Now’s the time to let you Muse run wild and drag some truly outlandish characters into your story. Don’t hold back, you can always axe them later, but you might just discover the most memorable character you’ve ever created and perhaps a truly original way to use them as well.
In the next step, we’ll begin the process of transforming your characters, even the outlandish ones, into real people, preliminary to deciding which ones stay and which ones go.
Excerpted from the book, Write Your Novel Step by Step

Monday, August 25, 2014

Write Your Novel Step by Step (14) "Unusual Characters"

In the previous step you added to your cast list some characters who would not raise an eyebrow if they showed up in your story’s world.
Now, let yourself go a bit (but just a bit) and list a number of characters that might seem somewhat out of place but would still be fairly easily explainable in such a story as yours.
Example:
In our example story of a small town in the old west, these “unusual characters” might include:
A troupe of traveling acrobats
Ulysses S. Grant
A Prussian Duke
A bird watcher
You may be wondering why you’d want to have such odd characters in an otherwise normal story.

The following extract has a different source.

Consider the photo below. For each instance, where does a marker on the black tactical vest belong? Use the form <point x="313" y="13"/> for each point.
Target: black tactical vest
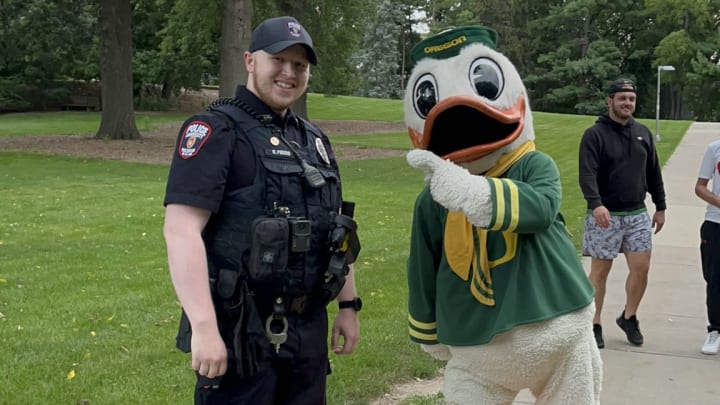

The reason is to prevent your story from being too normal.
Neither reader nor publisher will want to waste time or money on a book that is just a rehash of the same tired material they’ve read over and over again.
What they are looking for is something with a unique personality – something that sets itself apart from the usual run of the mill.
Adding one or two somewhat unexpected characters to a story can liven up the cast and make it seem original, rather than derivative.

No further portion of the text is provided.